Barras est une commune française, située dans le département des Alpes-de-Haute-Provence en région Provence-Alpes-Côte d'Azur.

Le nom de ses habitants est Barrasiens[1].

GéographieModifier

 
Barras et les communes voisines (cliquez sur la carte pour accéder à une grande carte avec la légende).

Le village est situé à 625 m d’altitude[2].

Les communes limitrophes de Barras sont Thoard, Champtercier, Aiglun, Mirabeau, L’Escale et Volonne.

ReliefModifier

Le point culminant est au sommet du Ruth (1 298 m) ; le pic d’Oise (1 140 m, situé sur la commune de Champtercier) offre un très beau panorama.

Risques naturels et technologiquesModifier

Aucune des 200 communes du département n'est en zone de risque sismique nul. Le canton de Digne-les-Bains-Ouest auquel appartient Barras est en zone 1b (risque faible) selon la classification déterministe de 1991, basée sur les séismes historiques[3], et en zone 4 (risque moyen) selon la classification probabiliste EC8 de 2011[4]. La commune de Barras est également exposée à trois autres risques naturels[4] :

  • feu de forêt,
  • inondation (dans la vallée de la Duyes),
  • mouvement de terrain : la commune est presque entièrement concernée par un aléa moyen à fort[5].

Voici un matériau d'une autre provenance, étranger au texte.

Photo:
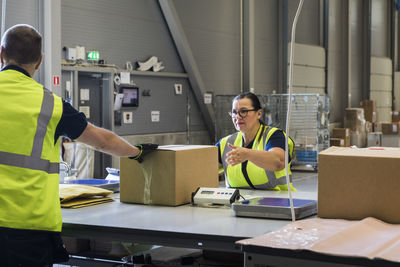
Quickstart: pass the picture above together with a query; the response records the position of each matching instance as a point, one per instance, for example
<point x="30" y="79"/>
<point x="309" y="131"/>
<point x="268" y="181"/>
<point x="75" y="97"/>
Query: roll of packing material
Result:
<point x="80" y="52"/>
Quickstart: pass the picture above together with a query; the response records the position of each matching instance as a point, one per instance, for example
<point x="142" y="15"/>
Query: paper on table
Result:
<point x="369" y="238"/>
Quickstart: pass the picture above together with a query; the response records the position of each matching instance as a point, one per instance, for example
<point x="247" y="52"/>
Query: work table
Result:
<point x="183" y="226"/>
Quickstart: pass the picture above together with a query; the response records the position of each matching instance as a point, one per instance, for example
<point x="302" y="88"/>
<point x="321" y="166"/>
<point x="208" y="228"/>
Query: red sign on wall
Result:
<point x="56" y="80"/>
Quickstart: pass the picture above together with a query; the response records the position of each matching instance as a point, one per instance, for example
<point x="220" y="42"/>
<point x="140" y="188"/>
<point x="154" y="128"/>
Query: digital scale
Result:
<point x="274" y="208"/>
<point x="222" y="196"/>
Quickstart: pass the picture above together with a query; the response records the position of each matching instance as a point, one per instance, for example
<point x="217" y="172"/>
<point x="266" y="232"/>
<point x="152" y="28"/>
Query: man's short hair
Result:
<point x="22" y="44"/>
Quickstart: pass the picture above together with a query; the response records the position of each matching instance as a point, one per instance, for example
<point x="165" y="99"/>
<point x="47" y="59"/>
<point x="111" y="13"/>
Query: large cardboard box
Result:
<point x="169" y="175"/>
<point x="355" y="183"/>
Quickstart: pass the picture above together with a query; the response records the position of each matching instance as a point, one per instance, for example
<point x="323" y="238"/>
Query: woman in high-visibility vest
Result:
<point x="253" y="157"/>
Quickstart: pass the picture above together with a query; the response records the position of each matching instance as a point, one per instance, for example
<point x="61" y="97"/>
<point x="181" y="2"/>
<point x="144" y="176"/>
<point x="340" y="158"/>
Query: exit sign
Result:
<point x="93" y="55"/>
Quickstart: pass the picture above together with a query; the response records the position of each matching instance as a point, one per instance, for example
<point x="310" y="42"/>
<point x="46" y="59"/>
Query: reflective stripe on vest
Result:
<point x="34" y="161"/>
<point x="274" y="177"/>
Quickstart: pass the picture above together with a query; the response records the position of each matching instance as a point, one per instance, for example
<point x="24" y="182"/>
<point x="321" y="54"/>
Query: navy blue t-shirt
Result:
<point x="72" y="122"/>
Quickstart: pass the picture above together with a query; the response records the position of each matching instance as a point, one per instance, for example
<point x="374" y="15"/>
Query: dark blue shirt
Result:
<point x="72" y="122"/>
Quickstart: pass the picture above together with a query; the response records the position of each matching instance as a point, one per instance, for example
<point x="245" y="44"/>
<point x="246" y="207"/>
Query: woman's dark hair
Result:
<point x="255" y="102"/>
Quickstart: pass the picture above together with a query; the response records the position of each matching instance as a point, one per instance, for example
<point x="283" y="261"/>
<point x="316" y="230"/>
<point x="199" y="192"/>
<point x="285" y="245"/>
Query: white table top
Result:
<point x="186" y="226"/>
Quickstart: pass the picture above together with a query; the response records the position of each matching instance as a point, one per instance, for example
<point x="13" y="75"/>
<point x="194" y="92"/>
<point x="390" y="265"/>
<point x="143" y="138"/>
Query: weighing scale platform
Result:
<point x="274" y="208"/>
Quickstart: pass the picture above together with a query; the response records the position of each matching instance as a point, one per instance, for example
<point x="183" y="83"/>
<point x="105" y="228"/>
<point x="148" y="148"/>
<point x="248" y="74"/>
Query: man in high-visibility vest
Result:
<point x="32" y="120"/>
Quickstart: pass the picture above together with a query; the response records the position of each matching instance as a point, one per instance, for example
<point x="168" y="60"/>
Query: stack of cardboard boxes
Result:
<point x="390" y="131"/>
<point x="340" y="137"/>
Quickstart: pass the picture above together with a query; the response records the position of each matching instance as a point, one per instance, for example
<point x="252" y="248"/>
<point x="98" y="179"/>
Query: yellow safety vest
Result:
<point x="259" y="177"/>
<point x="29" y="159"/>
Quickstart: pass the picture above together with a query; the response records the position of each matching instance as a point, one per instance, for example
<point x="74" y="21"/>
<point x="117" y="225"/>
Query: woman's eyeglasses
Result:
<point x="242" y="113"/>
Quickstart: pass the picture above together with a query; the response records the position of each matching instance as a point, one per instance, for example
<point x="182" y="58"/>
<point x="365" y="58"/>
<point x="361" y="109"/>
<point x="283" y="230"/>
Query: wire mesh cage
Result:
<point x="309" y="123"/>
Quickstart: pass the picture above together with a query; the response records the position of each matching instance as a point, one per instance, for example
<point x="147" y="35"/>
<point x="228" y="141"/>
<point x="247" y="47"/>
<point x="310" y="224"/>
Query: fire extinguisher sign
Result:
<point x="56" y="80"/>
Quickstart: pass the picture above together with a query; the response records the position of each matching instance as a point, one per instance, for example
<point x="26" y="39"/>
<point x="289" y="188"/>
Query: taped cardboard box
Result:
<point x="337" y="141"/>
<point x="374" y="139"/>
<point x="390" y="127"/>
<point x="169" y="175"/>
<point x="343" y="133"/>
<point x="355" y="183"/>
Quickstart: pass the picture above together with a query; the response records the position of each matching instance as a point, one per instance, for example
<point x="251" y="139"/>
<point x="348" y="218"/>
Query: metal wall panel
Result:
<point x="356" y="29"/>
<point x="308" y="25"/>
<point x="212" y="29"/>
<point x="125" y="30"/>
<point x="162" y="98"/>
<point x="380" y="28"/>
<point x="337" y="85"/>
<point x="22" y="11"/>
<point x="121" y="30"/>
<point x="266" y="52"/>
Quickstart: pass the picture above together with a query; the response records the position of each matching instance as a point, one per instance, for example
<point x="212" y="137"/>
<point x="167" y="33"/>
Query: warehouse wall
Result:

La commune de Barras n’est exposée à aucun des risques d’origine technologique recensés par la préfecture, et aucun plan de prévention des risques naturels prévisibles (PPR) n’existe pour la commune[6]. Le Dicrim n’existe pas non plus[7].

La commune a été l’objet de deux arrêtés de catastrophe naturelle, en 1994, pour des inondations et coulées de boue (un arrêté pour celles de l’hiver 1993-1994, et un pour celles de l’automne)[4].

HydrographieModifier

La commune est traversée par le torrent des Duyes.

TransportsModifier

La commune est traversée par la route départementale RD 17 qui dessert la vallée de la Duyes.

ToponymieModifier

La localité apparaît pour la première fois dans les textes en 1202 (de Barracio)[8], sous la forme Albarasco au XIIIe siècle[9].

Barràs en provençal

Selon Charles Rostaing, il se constitue sur la racine oronymique (désignant une montagne) *BAR. Selon Ernest Nègre, il est formé sur le gaulois barro, avec le suffixe augmentatif -as[10],[11], définissant un sommet assez caractéristique, pour être immédiatement identifiable.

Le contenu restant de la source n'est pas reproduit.